Nick Kyrgios sembra aver trovato un nuovo “campo” di interesse, lontano dalle linee del singolare e del doppio. Il rapporto dell’australiano con il tennis continua a mostrare crepe, e gli Australian Open 2026 ne sono l’ennesima conferma: dopo aver declinato l’invito a partecipare al tabellone di singolare, Kyrgios ha rinunciato anche ai tornei di doppio maschile e misto, dove avrebbe giocato al fianco di Leylah Fernandez. Al momento, almeno a parole, il suo impegno sembra tutto rivolto a un progetto particolare: organizzare feste, e in particolare quella per Carlos Alcaraz, qualora lo spagnolo dovesse conquistare per la prima volta il titolo a Melbourne.

Il curioso episodio è avvenuto subito dopo la vittoria di Alcaraz su Corentin Moutet.
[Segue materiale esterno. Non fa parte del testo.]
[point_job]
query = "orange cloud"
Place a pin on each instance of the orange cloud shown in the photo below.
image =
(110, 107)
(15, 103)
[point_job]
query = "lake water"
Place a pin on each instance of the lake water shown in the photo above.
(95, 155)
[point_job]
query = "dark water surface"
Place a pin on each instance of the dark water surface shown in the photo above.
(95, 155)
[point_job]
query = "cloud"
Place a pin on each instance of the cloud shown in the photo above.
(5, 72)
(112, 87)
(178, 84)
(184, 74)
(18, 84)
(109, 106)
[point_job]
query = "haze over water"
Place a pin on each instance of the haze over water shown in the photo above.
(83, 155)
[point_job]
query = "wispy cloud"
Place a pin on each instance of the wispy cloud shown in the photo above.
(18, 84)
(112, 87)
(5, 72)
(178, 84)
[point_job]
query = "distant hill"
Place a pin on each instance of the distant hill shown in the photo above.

Come riportato da The Age, i due si sono incontrati in un’area riservata della Rod Laver Arena, dedicata a giocatori, team e staff dell’Australian Open. Lì Kyrgios si è rivolto al numero uno del mondo con parole inusuali per il contesto: “Sei il mio giocatore preferito”. Alcaraz, visibilmente sorpreso, ha replicato: “Davvero?”. E Kyrgios non si è fermato: “Devi vincere il torneo, così potremo fare festa tutta la notte”. A quel punto l’australiano ha aggiunto la ciliegina sulla torta: “Organizzo io la festa”, chiarendo che l’iniziativa non sarebbe stata solo un semplice augurio.
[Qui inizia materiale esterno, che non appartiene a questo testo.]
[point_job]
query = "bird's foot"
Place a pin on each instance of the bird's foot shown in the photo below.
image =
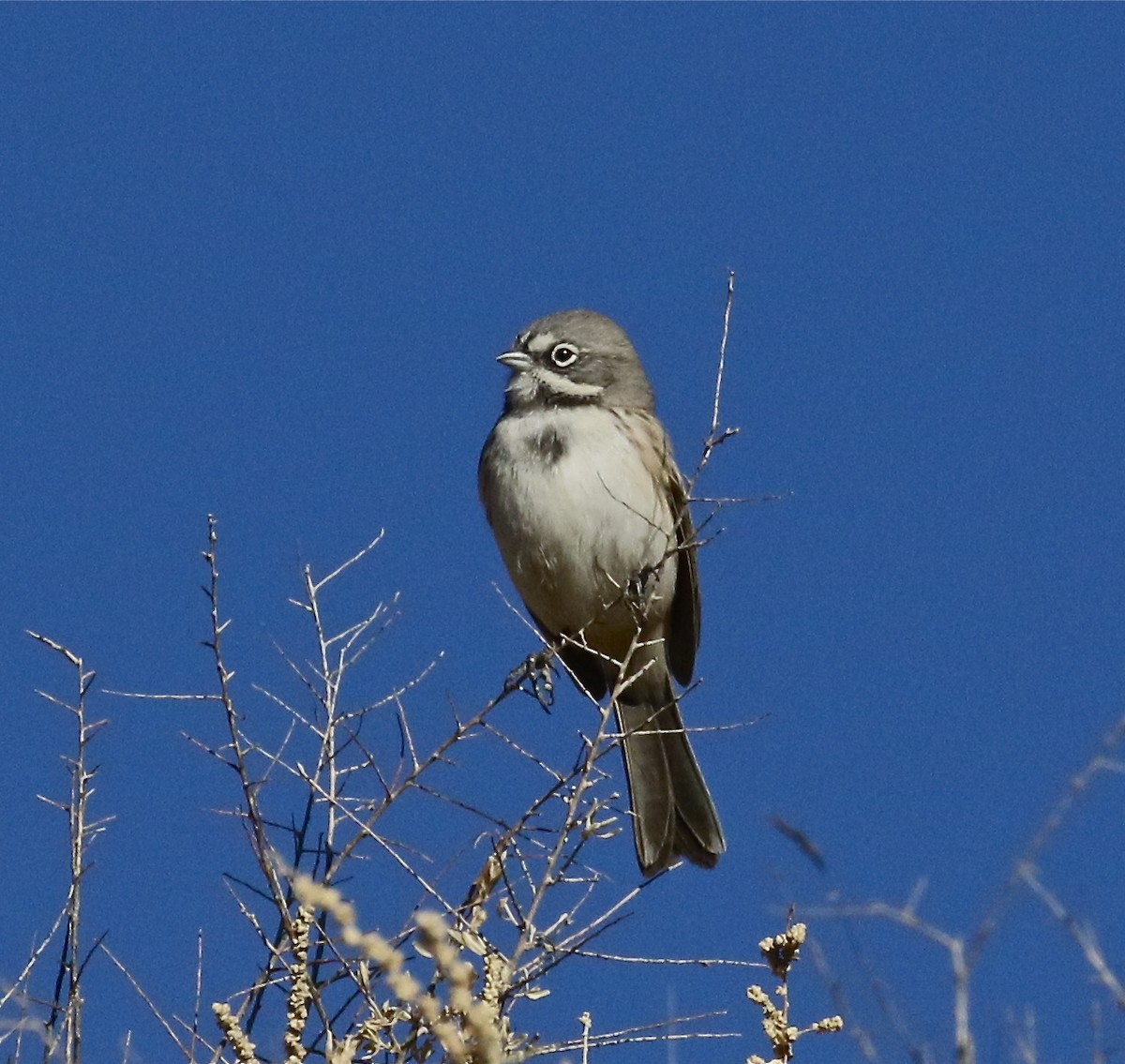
(534, 677)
Il legame tra Kyrgios e le feste non è certo una novità. Subito dopo l’eliminazione dal doppio misto, il tennista era stato pizzicato in una discoteca, ribadendo la sua immagine di giocatore fuori dagli schemi. Già lo scorso luglio, alla vigilia della finale di Wimbledon, Kyrgios aveva parlato di Alcaraz e del suo rapporto con distrazioni extra-campo: aveva indicato Jannik Sinner come favorito proprio per motivi di concentrazione, sottolineando come “Carlos ama troppo le feste e le ragazze. È il suo unico problema. Sinner, invece, sarà più concentrato: forse avrà una carriera migliore”.
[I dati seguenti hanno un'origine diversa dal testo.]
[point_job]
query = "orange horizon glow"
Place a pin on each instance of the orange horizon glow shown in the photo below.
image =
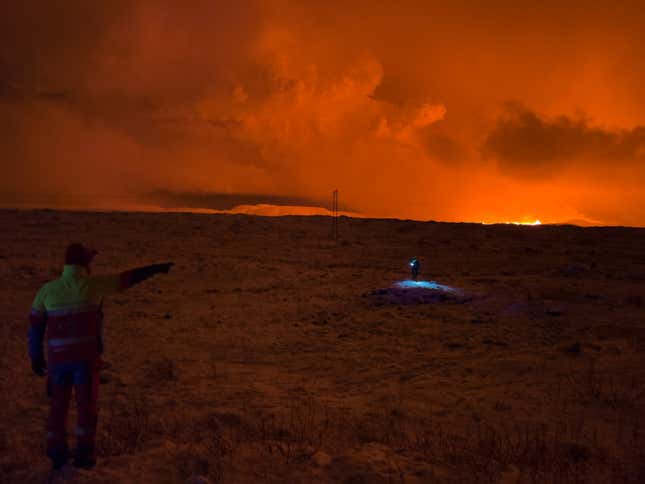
(413, 110)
Ora, a Melbourne, il destino del giovane spagnolo sarà deciso sul campo, e solo i risultati potranno confermare se Kyrgios avrà davvero la possibilità di trasformarsi in organizzatore ufficiale della celebrazione. Tra chiacchiere, sorrisi e champagne, l’australiano continua a costruire la sua narrativa parallela al torneo, dimostrando che, per lui, il tennis è tanto spettacolo quanto gioco. La festa è ancora tutta da guadagnare, e l’ultima parola spetta sempre al campo..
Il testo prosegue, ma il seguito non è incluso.